Intermediate Token Generation (ITG)

Updated 10 September 2025

Intermediate Token Generation (ITG) is a framework where models produce explicit intermediate tokens to enhance sample diversity, computational efficiency, and adaptive processing.
ITG methodologies are applied across domains such as score-based generative models, motion synthesis, large language model inference, and image super-resolution, demonstrating tailored performance improvements.
Empirical evaluations reveal that ITG can reduce compute requirements, improve output quality, and enable adaptive depth scaling, with metrics showing significant FLOPs savings and enhanced accuracy.

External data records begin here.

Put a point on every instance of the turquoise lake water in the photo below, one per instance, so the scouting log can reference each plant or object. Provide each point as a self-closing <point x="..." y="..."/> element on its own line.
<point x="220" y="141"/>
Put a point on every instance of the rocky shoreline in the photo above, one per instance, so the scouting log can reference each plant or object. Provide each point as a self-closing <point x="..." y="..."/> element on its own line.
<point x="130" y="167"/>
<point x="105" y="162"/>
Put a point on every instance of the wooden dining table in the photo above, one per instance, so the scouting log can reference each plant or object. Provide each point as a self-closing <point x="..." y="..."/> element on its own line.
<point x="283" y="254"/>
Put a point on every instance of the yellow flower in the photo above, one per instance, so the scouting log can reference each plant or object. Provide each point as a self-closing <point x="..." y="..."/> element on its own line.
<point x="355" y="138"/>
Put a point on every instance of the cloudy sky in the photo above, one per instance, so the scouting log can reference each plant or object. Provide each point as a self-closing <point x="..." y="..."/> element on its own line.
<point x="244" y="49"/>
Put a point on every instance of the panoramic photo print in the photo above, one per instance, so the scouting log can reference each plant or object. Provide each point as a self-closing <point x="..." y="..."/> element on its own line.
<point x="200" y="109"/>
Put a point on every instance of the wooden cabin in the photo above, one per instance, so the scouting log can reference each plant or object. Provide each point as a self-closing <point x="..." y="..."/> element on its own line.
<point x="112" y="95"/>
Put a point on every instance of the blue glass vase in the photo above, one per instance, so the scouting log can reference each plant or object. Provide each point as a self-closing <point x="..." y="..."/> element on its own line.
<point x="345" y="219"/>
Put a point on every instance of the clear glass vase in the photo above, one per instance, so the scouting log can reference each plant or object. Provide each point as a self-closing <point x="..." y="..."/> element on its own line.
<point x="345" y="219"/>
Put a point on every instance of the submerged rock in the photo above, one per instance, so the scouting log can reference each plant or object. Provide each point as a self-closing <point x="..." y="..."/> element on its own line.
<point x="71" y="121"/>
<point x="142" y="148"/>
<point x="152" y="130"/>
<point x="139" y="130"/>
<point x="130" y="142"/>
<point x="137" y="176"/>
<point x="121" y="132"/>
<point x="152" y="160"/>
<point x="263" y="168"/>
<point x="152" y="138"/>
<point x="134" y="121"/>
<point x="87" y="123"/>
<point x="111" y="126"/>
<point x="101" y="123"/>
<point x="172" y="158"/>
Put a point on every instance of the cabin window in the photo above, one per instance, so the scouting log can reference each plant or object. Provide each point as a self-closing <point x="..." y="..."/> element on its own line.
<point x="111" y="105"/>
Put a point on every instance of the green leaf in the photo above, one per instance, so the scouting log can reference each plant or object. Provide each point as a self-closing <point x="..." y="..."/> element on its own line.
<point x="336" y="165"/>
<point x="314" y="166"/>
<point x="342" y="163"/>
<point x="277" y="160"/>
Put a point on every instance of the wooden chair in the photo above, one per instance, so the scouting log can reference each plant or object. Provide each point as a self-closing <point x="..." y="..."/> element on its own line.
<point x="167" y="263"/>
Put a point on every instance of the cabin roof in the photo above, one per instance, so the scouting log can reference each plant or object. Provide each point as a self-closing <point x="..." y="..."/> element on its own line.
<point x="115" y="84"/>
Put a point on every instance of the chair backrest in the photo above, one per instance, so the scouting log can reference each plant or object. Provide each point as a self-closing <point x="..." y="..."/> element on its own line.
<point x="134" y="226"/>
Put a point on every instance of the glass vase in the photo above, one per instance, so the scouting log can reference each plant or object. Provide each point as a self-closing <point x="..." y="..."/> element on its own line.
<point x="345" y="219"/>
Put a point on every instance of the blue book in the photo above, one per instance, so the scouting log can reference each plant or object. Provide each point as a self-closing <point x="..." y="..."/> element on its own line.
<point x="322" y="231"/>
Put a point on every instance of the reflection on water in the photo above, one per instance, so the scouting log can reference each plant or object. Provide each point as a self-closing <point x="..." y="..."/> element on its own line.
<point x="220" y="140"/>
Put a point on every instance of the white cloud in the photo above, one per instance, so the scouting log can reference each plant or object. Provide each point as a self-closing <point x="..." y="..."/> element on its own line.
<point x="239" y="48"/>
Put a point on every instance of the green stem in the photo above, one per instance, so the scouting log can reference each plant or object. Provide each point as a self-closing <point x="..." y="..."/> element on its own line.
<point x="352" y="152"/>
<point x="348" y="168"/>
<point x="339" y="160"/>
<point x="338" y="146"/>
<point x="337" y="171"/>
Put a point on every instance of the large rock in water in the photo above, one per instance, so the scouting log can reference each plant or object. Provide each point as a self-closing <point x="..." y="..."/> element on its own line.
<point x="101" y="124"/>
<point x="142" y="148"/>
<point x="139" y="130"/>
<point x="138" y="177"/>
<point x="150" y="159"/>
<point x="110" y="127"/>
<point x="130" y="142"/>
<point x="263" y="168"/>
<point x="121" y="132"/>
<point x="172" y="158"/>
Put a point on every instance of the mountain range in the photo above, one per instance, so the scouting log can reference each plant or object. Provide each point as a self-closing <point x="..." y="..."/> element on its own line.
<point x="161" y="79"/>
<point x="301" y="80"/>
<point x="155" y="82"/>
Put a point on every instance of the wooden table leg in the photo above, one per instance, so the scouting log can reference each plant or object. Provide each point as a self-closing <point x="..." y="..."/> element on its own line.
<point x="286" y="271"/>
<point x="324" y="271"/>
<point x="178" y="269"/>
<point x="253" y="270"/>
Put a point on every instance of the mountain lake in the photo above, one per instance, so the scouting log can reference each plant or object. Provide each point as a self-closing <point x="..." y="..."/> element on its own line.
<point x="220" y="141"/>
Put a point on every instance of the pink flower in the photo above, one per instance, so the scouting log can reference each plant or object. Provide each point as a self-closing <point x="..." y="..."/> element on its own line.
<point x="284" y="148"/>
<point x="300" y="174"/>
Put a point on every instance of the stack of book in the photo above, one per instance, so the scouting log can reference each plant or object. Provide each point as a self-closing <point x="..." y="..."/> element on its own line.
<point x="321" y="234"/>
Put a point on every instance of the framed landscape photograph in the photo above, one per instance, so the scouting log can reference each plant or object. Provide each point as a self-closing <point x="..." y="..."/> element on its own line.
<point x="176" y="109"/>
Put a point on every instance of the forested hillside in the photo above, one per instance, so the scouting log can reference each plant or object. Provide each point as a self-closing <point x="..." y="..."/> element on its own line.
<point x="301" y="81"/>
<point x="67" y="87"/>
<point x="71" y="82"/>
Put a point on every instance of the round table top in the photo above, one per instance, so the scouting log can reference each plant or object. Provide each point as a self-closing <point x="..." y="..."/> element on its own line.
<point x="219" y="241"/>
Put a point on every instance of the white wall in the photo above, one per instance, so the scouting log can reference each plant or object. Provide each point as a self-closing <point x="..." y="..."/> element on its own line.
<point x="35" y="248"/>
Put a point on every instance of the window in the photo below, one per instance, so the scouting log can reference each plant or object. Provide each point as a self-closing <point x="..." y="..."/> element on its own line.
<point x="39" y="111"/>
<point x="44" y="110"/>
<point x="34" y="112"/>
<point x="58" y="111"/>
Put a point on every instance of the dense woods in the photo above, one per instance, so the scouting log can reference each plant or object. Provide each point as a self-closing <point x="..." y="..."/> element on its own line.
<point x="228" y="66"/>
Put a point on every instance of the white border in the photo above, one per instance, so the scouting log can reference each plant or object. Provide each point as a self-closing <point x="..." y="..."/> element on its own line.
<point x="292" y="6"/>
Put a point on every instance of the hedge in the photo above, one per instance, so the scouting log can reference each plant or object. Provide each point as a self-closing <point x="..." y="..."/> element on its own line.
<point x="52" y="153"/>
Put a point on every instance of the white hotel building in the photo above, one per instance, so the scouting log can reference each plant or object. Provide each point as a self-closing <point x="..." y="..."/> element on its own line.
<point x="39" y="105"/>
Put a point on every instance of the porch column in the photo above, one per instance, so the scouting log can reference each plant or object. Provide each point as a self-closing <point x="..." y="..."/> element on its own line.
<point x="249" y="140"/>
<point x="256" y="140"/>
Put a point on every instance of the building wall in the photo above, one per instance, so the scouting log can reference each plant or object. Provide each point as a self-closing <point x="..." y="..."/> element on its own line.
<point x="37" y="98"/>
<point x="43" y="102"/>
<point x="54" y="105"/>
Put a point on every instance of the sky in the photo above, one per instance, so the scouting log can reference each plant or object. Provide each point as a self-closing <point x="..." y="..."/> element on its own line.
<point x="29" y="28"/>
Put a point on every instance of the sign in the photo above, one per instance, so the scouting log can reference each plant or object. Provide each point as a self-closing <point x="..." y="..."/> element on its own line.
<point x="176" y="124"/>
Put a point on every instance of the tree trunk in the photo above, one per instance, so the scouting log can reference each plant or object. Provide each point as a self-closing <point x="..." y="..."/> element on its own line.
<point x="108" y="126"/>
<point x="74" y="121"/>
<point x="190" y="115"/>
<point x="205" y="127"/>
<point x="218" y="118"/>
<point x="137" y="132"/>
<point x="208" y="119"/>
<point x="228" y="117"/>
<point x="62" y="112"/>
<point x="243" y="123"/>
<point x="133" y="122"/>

Intermediate Token Generation (ITG) refers to the mechanisms by which computational models emit, manipulate, or optimize tokens—usually latent codes or stepwise outputs—before the final solution or output is produced. ITG manifests across domains ranging from generative modeling, motion synthesis, LLM inference, discrete diffusion models, and recommendation systems. ITG is proposed to improve sample diversity, reasoning transparency, computational efficiency, and adaptive processing depth. The following sections provide a comprehensive account of ITG methodologies, empirical behaviors, and interpretations across recent literature.

1. Foundational Principles of Intermediate Token Generation

ITG encompasses the training and deployment of models that produce explicit intermediate states as part of their forward operation. In score-based generative modeling, ITG leverages discretized forward processes (e.g., stochastic differential equations) where each step yields an intermediate iterate, which can be coupled to dedicated encoders and decoders to formulate regularizers and broaden generative capacity (Mishra et al., 2023). In autoregressive frameworks, intermediate tokens may represent reasoning traces such as chain-of-thought (CoT) sequences, derivational logs, or stepwise partial predictions.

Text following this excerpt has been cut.